This opinion will be unpublished and

may not be cited except as provided by

Minn. Stat. § 480A.08, subd. 3 (1998).




James Douglas Weiland, petitioner,



Commissioner of Public Safety,


Filed July 27, 1999


Peterson, Judge

Wright County District Court

File No. C3982097

Kenneth M. Bottema, 3001 Hennepin Avenue South, Suite 309B, Minneapolis, MN 55408 (for appellant)

Mike Hatch, Attorney General, Sheila M. Fitzgerald, Assistant Attorney General, 525 Park Street, Suite 200, St. Paul, MN 55103-2106 (for respondent)

Considered and decided by Short, Presiding Judge, Peterson, Judge, and Shumaker, Judge.

U N P U B L I S H E D   O P I N I O N


In this appeal from an order sustaining the revocation of his driver's license, appellant James Douglas Weiland argues that the district court erred because police lacked sufficient cause to stop his van, and, therefore, the stop violated his constitutional right to be free from unreasonable searches and seizures. We affirm.


At about 10:20 p.m. on July 17, 1998, deputy sheriff Brian Johnson investigated a report of gunshots fired near Linden and Maple Streets in the city of Rockford. Two witnesses told Johnson that they heard gunshots. Johnson looked around the wooded area for five or ten minutes. As Johnson left the woods, he saw a man get into a white van and drive away. Johnson followed the van to a nearby mobile home park and stopped the driver, James Weiland. During the stop, Johnson determined that Weiland was under the influence of alcohol and arrested him for DWI. Weiland's driver's license was revoked pursuant to the implied consent law, Minn. Stat. § 169.123, subd. 2 (1998). Following a judicial review hearing, the district court sustained the revocation.

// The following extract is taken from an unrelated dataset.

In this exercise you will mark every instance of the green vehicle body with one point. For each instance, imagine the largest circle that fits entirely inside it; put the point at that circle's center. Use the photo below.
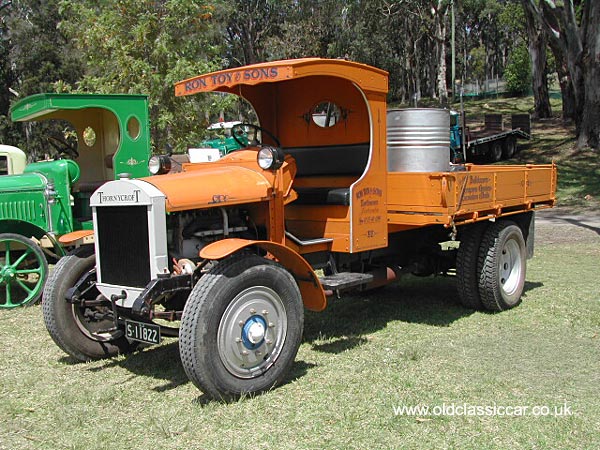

The district court did not issue any written findings. It simply entered an order sustaining the revocation of Weiland's license. Because Johnson was the only witness at the hearing, it appears that the district court accepted Johnson's version of the events. Where the district court credits the testimony of the arresting officer and facts are not significantly in dispute, this court's review simply involves an analysis of the officer's testimony to "determine whether, as a matter of law, his observations provided an adequate basis for the stop." Berge v. Commissioner of Pub. Safety, 374 N.W.2d 730, 732 (Minn. 1985).

In determining the validity of an investigative stop, this court examines the totality of the circumstances, giving due regard to an officer's training and experience in law enforcement. State v. Kvam, 336 N.W.2d 525, 528 (Minn. 1983) (citing United States v. Cortez, 449 U.S. 411, 418, 101 S. Ct. 690, 695 (1981)). The totality of the circumstances includes:

the officer's general knowledge and experience, the officer's personal observations, information the officer has received from other sources, the nature of the offense suspected, the time, the location, and anything else that is relevant.

Appelgate v. Commissioner of Pub. Safety, 402 N.W.2d 106, 108 (Minn. 1987).

Peace officers are allowed to make deductions and draw inferences "that might well elude an untrained person." Berge, 374 N.W.2d at 732 (quoting Cortez, 449 U.S. at 418, 101 S. Ct. at 695). Nevertheless, the officer must have "objective support for his belief that the person is involved in criminal activity." State v. George, 557 N.W.2d 575, 578 (Minn. 1997).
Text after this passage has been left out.